AbstractID: 6542 Title: New transfer relation describing non-elementary stages in
medical imaging detectors
Linear systems cascade analysis is a useful tool to study the imaging
characteristics of medical x-ray detectors. In this analysis, the interactions of imaging
quanta with the detector are broken down into a series of stages. The propagation of
signal and noise through each stage can then be calculated using suitable transfer
relations.
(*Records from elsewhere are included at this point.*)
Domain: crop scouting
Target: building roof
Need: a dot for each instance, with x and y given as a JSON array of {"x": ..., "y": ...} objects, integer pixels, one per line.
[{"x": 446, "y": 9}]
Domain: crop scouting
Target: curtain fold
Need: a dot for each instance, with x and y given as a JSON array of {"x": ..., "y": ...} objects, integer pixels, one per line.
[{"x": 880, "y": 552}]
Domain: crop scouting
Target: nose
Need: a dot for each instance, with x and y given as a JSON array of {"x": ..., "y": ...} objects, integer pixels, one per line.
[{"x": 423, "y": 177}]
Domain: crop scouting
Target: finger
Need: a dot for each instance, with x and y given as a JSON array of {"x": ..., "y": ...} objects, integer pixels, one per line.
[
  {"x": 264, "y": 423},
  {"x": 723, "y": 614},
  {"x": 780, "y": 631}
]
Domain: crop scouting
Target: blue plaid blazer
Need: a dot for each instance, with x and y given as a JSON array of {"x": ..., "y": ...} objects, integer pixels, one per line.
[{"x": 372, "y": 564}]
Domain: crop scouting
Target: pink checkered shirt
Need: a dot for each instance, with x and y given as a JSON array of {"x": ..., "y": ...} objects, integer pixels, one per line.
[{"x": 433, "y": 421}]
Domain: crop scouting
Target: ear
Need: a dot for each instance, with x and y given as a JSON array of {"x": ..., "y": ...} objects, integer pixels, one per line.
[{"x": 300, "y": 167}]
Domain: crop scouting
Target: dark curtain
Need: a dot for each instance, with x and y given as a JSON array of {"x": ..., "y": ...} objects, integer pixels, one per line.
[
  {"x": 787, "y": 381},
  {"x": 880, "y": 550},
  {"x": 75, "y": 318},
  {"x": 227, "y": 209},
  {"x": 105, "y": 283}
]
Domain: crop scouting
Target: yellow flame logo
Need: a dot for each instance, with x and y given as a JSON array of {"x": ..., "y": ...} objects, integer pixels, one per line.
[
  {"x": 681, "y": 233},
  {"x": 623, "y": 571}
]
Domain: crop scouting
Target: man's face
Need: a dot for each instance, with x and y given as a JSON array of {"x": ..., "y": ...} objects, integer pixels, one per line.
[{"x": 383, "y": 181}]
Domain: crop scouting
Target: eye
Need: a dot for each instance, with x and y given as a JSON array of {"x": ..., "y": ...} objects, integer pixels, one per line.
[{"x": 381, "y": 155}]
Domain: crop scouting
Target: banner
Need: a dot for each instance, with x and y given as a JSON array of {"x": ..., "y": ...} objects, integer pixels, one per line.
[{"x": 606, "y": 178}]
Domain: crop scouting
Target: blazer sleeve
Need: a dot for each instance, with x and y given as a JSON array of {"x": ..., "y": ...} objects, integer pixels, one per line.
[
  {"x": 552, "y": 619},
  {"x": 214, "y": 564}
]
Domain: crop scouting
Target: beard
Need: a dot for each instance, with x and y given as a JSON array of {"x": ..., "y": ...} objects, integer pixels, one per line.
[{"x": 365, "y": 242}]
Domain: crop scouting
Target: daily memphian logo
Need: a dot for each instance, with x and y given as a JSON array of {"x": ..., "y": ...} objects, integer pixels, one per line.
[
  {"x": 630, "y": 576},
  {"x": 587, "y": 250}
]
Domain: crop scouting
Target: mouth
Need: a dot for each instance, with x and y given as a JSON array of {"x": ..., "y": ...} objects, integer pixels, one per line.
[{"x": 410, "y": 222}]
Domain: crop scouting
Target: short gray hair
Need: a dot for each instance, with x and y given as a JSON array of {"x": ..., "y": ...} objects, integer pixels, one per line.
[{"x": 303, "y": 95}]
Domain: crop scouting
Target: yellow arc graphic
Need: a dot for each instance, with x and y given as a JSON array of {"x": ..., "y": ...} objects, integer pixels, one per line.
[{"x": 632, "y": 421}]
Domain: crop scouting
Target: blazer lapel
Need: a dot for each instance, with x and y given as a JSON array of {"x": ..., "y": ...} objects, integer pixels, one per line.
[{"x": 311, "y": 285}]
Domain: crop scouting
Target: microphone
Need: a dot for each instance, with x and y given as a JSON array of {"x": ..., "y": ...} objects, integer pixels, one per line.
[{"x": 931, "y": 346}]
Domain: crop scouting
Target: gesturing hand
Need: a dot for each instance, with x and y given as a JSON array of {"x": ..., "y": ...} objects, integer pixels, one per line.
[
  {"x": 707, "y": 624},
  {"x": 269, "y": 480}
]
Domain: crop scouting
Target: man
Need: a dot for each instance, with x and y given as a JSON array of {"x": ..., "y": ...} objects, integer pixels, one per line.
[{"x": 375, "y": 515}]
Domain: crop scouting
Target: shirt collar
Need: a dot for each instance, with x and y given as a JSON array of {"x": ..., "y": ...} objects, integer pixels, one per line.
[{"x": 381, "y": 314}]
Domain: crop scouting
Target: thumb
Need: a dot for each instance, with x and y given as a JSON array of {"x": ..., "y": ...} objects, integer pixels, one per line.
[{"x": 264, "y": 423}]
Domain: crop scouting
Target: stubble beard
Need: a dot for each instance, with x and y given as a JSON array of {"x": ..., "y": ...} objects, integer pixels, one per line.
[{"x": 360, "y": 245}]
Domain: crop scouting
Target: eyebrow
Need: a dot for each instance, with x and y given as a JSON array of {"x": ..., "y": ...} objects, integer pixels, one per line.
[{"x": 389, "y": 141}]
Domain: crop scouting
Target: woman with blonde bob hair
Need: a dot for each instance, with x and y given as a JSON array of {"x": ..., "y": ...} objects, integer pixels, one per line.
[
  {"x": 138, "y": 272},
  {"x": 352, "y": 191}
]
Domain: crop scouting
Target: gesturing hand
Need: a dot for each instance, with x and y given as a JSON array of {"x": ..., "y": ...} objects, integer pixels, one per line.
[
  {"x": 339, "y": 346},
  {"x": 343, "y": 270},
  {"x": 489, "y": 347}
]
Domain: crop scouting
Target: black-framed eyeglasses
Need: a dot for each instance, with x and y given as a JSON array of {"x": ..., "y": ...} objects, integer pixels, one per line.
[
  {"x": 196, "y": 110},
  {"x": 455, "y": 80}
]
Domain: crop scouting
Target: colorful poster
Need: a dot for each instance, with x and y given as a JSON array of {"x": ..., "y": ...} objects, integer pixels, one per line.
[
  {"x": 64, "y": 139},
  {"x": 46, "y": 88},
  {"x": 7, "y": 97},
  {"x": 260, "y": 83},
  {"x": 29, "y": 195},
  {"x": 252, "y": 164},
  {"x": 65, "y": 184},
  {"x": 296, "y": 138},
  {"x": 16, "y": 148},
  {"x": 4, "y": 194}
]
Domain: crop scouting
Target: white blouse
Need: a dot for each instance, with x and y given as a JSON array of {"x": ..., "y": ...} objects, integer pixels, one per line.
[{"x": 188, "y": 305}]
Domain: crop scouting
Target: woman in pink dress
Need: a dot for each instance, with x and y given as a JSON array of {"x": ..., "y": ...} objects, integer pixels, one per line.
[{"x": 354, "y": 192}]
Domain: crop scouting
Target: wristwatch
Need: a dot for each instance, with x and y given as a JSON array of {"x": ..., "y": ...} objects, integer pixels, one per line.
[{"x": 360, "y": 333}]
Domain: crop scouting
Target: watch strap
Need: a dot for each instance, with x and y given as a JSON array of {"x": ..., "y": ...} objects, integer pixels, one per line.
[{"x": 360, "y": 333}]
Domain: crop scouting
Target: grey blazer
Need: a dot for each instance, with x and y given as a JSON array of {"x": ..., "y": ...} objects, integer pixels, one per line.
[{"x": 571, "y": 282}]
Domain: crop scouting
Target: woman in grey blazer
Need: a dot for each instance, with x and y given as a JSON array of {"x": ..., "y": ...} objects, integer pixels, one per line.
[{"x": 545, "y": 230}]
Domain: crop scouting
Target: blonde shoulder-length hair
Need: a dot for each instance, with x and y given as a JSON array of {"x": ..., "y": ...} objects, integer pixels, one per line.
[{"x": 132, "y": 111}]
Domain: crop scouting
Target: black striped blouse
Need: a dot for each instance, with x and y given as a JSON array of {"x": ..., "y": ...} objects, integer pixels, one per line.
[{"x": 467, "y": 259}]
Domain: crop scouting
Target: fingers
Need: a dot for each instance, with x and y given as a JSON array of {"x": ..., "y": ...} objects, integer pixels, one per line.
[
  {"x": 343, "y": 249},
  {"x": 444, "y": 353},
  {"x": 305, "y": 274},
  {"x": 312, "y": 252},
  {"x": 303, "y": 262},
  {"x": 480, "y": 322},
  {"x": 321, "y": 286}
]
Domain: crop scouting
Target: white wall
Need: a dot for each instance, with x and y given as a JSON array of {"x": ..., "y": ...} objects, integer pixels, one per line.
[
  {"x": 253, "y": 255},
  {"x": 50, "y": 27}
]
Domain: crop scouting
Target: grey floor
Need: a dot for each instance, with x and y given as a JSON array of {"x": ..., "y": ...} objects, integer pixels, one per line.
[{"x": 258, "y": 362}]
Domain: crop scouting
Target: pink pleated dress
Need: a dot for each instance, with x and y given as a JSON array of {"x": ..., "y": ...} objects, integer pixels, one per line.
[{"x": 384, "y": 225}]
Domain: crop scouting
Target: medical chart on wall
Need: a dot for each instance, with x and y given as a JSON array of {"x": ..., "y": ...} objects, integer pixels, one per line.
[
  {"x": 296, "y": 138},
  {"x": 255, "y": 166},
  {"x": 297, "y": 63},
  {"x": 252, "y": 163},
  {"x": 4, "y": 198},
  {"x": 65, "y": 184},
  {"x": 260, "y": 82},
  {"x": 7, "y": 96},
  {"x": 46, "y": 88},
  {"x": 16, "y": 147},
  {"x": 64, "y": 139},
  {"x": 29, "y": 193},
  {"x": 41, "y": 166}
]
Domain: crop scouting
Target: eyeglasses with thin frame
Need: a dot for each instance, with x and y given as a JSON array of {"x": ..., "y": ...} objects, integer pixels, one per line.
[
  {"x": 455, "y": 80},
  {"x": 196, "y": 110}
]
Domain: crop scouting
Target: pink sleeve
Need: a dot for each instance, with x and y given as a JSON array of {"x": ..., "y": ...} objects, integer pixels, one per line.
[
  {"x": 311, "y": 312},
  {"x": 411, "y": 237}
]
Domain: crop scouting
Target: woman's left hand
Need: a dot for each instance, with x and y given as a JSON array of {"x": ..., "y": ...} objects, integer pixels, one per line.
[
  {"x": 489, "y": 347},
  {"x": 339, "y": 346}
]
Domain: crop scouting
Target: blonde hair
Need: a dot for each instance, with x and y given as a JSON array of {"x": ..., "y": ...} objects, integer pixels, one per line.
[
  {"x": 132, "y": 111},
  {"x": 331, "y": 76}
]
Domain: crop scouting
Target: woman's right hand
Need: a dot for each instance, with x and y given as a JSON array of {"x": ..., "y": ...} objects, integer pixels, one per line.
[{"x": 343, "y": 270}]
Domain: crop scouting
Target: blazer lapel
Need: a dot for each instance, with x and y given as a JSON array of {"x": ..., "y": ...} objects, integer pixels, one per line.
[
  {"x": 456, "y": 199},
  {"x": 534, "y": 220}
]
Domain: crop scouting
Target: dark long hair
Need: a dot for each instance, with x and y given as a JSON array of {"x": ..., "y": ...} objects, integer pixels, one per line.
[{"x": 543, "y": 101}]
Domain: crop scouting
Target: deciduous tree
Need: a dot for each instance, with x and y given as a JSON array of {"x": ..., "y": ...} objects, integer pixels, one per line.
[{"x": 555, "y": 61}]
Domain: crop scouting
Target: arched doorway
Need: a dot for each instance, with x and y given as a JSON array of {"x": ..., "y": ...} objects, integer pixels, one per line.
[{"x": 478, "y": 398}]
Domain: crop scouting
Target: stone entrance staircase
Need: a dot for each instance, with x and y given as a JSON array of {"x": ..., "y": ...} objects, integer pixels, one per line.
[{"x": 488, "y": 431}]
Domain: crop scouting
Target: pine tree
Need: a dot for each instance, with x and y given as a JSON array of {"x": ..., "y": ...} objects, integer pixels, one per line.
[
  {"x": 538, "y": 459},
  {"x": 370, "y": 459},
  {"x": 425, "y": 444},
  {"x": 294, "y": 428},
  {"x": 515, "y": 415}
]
Transfer relations have been developed for elementary stages: an amplification
stage, where each quantum creates multiple quanta with no change in location, and a
dislocation stage, where each quantum is moved to a new location (but the total number
of quanta is conserved). These elementary stages have been successful in describing
various detectors in medical imaging. In general, however, a quantum can create many
secondary quanta, each dislocated to a different location. In some cases it may be
impossible to further subdivide these interactions into elementary stages. For this reason
we derive a new transfer relation which governs stages with multiple correlated
amplifications and dislocations. We illustrate the use of this relation with an example:
megavoltage imaging with a metal/phosphor detector. In this case, many optical photons
are created at various positions along the tracks of ionizing radiation, which undergoes
significant lateral transport at megavoltage energies. We calculate the detective quantum
efficiency (DQE) using the new cascade equation and Monte Carlo techniques, and show
good agreement with experimental data.